Un modèle pour la planification, un autre pour l'exécution

D'après Google DeepMind, ces deux modèles combinés laissent la possibilité aux robots d'effectuer des tâches plus diversifiées et plus longues, en prenant en compte des données extérieures. Le premier, Gemini Robotics-ER 1.5, est un modèle de raisonnement vision-langage défini comme un “orchestrateur d'activités” d'un robot. Plus concrètement, il va traiter les instructions, analyser l'environnement spatial du robot et affiner sa recherche en s'aidant d'outils numériques tels que Google Search.

Schéma fonctionnement Gemini Robotics 1.5

Gemini Robotics-ER 1.5 génère ensuite un plan avec différentes étapes, chaque étape étant liée à une instruction.
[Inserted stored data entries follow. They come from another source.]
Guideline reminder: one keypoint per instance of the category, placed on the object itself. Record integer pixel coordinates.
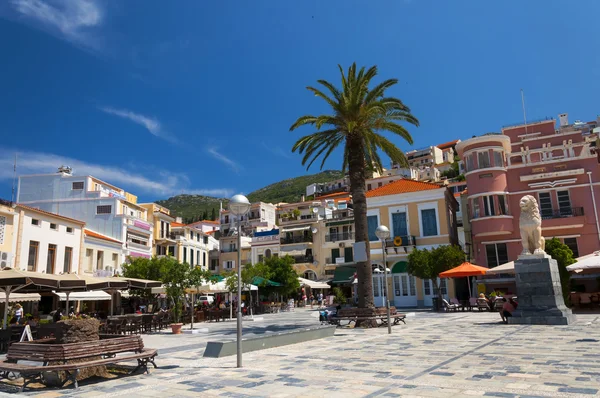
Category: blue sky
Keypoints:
(198, 96)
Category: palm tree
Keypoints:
(358, 115)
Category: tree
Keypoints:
(281, 270)
(358, 114)
(249, 273)
(564, 257)
(428, 264)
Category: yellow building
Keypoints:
(419, 215)
(8, 234)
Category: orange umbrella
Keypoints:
(466, 269)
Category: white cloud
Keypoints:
(219, 156)
(149, 123)
(73, 20)
(160, 182)
(275, 150)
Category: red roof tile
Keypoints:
(402, 186)
(99, 236)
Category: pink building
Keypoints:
(558, 166)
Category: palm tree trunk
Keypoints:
(356, 170)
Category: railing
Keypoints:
(336, 237)
(562, 213)
(407, 240)
(296, 239)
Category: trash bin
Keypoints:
(436, 304)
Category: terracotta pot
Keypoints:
(176, 328)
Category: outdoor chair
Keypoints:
(450, 307)
(147, 323)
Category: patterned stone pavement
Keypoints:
(434, 355)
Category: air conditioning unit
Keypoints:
(5, 259)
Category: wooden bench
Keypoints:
(45, 351)
(367, 314)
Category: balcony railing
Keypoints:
(336, 237)
(407, 240)
(565, 212)
(296, 239)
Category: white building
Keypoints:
(48, 242)
(105, 208)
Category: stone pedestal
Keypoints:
(539, 293)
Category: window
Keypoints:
(488, 206)
(51, 260)
(572, 243)
(104, 209)
(33, 252)
(564, 203)
(429, 222)
(372, 226)
(100, 260)
(89, 257)
(376, 286)
(470, 162)
(545, 204)
(502, 205)
(476, 208)
(399, 224)
(498, 159)
(68, 259)
(496, 254)
(483, 159)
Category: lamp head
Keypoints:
(382, 232)
(239, 205)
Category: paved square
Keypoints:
(434, 355)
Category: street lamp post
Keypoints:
(239, 205)
(383, 233)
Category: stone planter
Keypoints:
(176, 328)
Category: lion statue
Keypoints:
(530, 224)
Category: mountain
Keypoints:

C'est à ce moment que le modèle vision-langage-action (VLA) Gemini Robotics 1.5 prend le relais : il va transformer les instructions en actions réelles, quitte à ajuster ces commandes en s'aidant de données visuelles. “Gemini Robotics 1.5 aide également le robot à réfléchir à ses actions pour mieux résoudre des tâches sémantiquement complexes, et peut même expliquer ses processus de pensée en langage naturel”, explique dans un communiqué Carolina Parada, responsable de la robotique chez DeepMind.

Des performances supérieures à la version de raisonnement de GPT-5

Google DeepMind a uniquement testé les modèles sur des robots Aloha – développés par l'Université de Stanford – mais assure qu'ils peuvent s'adapter à certains robots humanoïdes, comme Apollo d'Apptronik, et aux robots bi-bras de Franka. L'entreprise revendique des performances supérieures aux principaux modèles de raisonnement du marché, en particulier ceux d'OpenAI (versions de GPT-5, 5-Mini et 5-Nano), à partir des résultats agrégés de 15 benchmarks.

Avec ce modèle, Google a aussi porté ses efforts sur l'apprentissage. “Gemini Robotics 1.5 démontre une remarquable capacité d'apprentissage à travers différentes incarnations, poursuit Google DeepMind. Il peut transférer les mouvements appris d'un robot à un autre, sans nécessiter de spécialisation du modèle pour chaque nouvelle incarnation.” Le modèle de raisonnement ER 1.5 est d'ores et déjà disponible pour les développeurs via l'API Gemini dans Google AI Studio, tandis que le modèle VLA l'est pour certains partenaires.

La course aux modèles de raisonnement robotique s'intensifie

Google DeepMind n'est pas le seul à se lancer dans le développement de modèles de raisonnement appliqués à la robotique. Le mois dernier, l'Allen Institute for AI (Ai2) a présenté l'“action reasoning model” MolmoAct 7B, qui permet de tracer une trajectoire de raisonnement visuel en une suite de points afin de définir le mouvement des bras du robot dans l'espace. Le plan d'action est ensuite converti en commandes spécifiques.